Thinking about how to create flexible aggregations from causes

Every so often I have programming puzzles that I find frustrating, not so much because I can't solve them as such but because I feel that there must already be a solution for them if I could both formulate the problem right and then use that formulation to search existing collections of algorithms and such. Today's issue is a concrete problem I am running into with NFS activity monitoring.

Suppose that you have a collection of specific event counters, where you know that userid W on machine X working against filesystem Y (in ZFS pool Z) did N NFS operations per second. My goal is to show aggregate information about the top sources of operations on the server, where a source might be one machine, one user, one filesystem, one pool, or some combination of these. This gives me two problems.

The first problem is efficiently going 'upwards' to sum together various specific event counters into more general categories (with the most general one being 'all NFS operations'). This feels like I want some sort of clever tree or inverted tree data structure, but I could just do it by brute force since I will probably not be dealing with too many specific event counters at any one time (from combinations we can see that each 4-element specific initial event maps to 16 categories; this is amenable to brute force on modern machines).

The second problem is going back 'down' from a category sum to the most specific cause possible for it so that we can report only that. The easiest way to explain this is with an example; if we have (user W, machine X, fs Y, pool Z) with 1000 operations and W was the only user to do things from that machine or on that filesystem, we don't want a report that lists every permutation of the machine and filesystem (eg '1000 from X', '1000 against Y', '1000 from X against Y', etc). Instead we want to report only that 1000 events came from user W on machine X doing things to filesystem Y.

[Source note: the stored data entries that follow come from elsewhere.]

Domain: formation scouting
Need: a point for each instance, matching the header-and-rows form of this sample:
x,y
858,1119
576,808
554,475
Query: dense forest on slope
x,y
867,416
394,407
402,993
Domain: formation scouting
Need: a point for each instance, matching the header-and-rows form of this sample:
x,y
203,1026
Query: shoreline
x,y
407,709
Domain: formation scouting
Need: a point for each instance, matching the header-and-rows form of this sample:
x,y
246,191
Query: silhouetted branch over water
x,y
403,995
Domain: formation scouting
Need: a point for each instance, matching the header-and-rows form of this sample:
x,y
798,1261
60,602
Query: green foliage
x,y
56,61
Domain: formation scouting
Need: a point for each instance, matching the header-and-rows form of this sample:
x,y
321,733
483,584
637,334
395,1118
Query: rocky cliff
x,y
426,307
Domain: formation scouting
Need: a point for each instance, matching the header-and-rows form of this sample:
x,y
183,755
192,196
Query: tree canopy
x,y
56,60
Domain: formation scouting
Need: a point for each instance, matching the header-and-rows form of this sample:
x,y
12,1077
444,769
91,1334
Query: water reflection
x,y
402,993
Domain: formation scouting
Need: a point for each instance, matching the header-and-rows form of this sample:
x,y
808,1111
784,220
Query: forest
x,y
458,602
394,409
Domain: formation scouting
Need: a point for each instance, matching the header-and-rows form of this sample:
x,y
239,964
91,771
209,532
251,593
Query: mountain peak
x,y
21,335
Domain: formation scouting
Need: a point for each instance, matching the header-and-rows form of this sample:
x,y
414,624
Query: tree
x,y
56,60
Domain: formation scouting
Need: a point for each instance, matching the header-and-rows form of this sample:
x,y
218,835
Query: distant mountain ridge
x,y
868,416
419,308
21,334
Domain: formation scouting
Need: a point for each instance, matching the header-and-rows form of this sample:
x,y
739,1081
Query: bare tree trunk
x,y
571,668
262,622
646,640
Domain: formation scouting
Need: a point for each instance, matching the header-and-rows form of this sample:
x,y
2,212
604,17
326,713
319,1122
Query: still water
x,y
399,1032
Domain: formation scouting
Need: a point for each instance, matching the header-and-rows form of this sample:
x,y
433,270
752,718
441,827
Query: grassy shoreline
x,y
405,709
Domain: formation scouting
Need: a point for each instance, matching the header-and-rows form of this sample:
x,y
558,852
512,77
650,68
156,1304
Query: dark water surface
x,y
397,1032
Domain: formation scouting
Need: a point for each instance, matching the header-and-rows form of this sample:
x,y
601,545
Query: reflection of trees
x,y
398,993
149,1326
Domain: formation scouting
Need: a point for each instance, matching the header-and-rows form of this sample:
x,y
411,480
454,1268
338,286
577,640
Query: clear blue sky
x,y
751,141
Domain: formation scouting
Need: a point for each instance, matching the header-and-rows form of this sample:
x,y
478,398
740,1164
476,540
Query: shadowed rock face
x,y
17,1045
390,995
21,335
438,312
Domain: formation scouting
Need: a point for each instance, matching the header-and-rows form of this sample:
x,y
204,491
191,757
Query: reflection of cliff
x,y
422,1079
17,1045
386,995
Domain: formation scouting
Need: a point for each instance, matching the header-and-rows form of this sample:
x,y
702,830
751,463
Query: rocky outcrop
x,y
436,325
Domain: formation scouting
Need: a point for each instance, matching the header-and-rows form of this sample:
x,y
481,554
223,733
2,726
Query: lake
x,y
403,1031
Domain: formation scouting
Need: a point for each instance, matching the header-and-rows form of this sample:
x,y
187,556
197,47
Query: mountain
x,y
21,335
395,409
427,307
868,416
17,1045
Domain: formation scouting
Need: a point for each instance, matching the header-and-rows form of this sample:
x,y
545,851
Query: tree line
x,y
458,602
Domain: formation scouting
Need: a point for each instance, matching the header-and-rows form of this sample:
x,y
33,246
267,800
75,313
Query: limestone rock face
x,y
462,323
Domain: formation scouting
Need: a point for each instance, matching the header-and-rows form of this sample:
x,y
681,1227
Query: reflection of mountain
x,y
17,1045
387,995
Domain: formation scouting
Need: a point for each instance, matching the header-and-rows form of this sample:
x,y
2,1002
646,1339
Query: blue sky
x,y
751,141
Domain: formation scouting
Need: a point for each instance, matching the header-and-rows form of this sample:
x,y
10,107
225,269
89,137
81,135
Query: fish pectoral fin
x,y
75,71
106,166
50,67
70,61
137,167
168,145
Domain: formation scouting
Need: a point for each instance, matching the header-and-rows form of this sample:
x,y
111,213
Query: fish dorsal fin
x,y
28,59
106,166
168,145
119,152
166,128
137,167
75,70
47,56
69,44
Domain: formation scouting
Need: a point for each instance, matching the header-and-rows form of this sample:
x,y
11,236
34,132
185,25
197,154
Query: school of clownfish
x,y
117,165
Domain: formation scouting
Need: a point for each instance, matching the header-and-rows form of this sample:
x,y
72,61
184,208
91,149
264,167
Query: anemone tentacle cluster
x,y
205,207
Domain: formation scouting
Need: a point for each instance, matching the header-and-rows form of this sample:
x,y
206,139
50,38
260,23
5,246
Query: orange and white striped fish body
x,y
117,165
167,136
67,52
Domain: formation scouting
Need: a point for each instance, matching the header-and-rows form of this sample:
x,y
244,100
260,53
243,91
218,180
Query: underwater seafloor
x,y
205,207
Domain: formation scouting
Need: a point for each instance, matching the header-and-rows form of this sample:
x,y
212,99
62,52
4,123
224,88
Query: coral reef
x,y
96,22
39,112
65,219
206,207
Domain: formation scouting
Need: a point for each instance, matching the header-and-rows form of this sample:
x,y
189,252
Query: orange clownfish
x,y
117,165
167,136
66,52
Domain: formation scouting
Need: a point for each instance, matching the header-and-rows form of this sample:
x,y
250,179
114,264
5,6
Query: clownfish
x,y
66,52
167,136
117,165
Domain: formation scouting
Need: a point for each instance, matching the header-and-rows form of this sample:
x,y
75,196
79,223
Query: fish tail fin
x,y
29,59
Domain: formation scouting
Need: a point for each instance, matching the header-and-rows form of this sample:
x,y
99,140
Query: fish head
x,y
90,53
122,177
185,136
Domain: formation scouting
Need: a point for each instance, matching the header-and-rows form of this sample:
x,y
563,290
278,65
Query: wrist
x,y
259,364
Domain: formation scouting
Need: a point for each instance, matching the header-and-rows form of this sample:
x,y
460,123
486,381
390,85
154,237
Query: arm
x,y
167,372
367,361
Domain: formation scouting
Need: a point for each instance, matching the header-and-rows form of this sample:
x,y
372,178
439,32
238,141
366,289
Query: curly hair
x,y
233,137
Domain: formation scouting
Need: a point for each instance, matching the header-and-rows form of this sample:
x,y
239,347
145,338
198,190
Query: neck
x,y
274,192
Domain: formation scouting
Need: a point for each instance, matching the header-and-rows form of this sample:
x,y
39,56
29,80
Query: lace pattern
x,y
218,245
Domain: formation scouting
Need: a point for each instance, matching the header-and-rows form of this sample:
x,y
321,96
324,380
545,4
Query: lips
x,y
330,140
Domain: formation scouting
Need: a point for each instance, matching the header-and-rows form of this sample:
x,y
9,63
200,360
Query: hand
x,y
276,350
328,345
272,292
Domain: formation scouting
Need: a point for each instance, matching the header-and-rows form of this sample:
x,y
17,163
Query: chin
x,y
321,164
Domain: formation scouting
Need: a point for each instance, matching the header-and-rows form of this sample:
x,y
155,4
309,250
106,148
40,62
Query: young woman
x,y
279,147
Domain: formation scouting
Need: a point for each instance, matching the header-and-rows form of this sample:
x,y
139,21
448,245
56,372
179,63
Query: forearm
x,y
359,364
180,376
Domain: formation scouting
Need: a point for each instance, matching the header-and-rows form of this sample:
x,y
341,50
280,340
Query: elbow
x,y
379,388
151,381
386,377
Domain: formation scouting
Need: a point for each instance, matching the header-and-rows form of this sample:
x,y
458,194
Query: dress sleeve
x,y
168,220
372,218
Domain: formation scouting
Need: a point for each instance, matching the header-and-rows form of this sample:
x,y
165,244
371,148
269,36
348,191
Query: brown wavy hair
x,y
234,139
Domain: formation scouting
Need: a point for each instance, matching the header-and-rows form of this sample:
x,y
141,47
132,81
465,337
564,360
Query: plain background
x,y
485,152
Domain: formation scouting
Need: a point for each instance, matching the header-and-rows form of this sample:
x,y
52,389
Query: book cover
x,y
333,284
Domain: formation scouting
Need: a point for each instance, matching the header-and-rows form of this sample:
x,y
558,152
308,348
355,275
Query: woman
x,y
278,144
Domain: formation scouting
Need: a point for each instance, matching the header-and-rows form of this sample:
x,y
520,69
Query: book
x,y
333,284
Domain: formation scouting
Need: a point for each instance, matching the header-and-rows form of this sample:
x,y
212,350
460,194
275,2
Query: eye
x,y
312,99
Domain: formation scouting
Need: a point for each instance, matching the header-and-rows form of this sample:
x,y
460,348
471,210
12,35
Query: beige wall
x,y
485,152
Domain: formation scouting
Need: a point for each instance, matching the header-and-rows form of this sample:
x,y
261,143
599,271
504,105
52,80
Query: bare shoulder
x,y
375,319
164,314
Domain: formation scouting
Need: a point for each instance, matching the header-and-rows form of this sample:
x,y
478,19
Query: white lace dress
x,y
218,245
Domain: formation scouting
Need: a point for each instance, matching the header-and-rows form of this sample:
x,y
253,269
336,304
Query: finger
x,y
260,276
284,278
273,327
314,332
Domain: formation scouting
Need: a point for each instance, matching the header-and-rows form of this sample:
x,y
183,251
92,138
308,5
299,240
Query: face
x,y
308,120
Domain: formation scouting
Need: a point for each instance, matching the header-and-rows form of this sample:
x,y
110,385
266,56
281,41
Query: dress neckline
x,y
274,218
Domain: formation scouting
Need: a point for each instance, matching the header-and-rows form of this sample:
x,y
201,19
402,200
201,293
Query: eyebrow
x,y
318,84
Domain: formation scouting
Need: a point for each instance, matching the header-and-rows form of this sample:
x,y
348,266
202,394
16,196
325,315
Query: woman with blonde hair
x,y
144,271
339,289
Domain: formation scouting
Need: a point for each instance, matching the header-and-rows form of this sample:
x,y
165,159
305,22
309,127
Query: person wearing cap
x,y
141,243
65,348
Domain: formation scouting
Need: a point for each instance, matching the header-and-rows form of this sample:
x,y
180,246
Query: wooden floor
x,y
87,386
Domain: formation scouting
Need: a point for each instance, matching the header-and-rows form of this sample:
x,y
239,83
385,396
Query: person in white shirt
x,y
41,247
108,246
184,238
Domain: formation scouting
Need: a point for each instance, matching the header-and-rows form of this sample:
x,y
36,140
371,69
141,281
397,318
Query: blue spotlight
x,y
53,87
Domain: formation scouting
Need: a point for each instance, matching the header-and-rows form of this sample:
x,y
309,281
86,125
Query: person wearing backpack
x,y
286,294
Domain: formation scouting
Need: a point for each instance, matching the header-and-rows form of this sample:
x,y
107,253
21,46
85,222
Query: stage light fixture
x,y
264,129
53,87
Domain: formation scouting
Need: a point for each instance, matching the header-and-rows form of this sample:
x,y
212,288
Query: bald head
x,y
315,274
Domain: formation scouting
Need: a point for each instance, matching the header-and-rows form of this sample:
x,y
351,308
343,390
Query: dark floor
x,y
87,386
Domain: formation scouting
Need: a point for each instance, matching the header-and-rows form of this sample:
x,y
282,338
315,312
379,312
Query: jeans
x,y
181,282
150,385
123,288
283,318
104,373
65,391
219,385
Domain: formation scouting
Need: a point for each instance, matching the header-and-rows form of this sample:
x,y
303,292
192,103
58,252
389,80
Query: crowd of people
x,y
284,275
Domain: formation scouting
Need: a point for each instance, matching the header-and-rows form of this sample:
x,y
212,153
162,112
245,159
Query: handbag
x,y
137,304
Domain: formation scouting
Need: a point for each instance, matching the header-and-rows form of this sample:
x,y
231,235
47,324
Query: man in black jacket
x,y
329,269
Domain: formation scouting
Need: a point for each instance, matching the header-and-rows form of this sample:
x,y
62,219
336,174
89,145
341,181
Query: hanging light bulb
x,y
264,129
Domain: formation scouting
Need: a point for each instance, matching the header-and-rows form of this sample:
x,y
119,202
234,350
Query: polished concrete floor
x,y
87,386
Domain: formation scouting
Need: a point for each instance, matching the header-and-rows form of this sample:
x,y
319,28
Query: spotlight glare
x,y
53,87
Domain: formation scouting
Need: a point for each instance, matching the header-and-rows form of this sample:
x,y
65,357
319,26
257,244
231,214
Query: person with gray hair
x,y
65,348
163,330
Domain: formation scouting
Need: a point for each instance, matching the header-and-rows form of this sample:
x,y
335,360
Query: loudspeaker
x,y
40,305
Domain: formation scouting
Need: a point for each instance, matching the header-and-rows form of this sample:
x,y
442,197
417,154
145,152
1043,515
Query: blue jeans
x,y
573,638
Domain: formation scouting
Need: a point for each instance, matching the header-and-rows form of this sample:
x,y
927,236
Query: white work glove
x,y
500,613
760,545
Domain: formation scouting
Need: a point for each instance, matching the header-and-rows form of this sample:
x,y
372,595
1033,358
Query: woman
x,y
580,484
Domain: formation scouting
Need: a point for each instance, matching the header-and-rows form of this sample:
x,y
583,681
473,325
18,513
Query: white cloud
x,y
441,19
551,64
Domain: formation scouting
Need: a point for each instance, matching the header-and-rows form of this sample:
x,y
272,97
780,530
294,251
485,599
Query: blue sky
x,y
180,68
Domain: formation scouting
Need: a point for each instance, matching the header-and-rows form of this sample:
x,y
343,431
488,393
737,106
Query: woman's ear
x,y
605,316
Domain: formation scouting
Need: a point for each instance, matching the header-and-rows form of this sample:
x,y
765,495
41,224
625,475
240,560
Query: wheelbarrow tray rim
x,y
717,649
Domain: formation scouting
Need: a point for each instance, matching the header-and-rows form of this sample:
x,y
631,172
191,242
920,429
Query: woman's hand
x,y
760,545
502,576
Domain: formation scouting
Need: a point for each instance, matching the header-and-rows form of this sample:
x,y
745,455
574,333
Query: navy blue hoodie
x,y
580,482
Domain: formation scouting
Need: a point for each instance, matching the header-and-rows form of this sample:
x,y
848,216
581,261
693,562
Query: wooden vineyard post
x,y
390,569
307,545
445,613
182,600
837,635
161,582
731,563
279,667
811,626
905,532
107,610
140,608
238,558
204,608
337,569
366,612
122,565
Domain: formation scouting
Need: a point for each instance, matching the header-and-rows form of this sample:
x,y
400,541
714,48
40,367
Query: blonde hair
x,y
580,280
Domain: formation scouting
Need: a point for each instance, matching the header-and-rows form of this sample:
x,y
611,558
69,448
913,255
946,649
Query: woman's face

If I wind up with a real tree, this smells like a case of replacing nodes that have only one child with their child (with some special cases around the edges). If I wind up with some other data structure, well, I'll have to figure it out then. And a good approach for this might well influence what data structure I want to use for the first problem.

If all of this sounds like I haven't even started trying to write some code to explore this problem, that would be the correct impression. One of my coding hangups is that I like to have at least some idea of how to solve a problem before I start trying to tackle it; this is especially the case if my choice of language isn't settled and I might want to use a different solution depending on the language I wind up in.

(There are at least three candidate languages for what I want to do here, including Go if I need raw speed to make a brute force approach feasible.)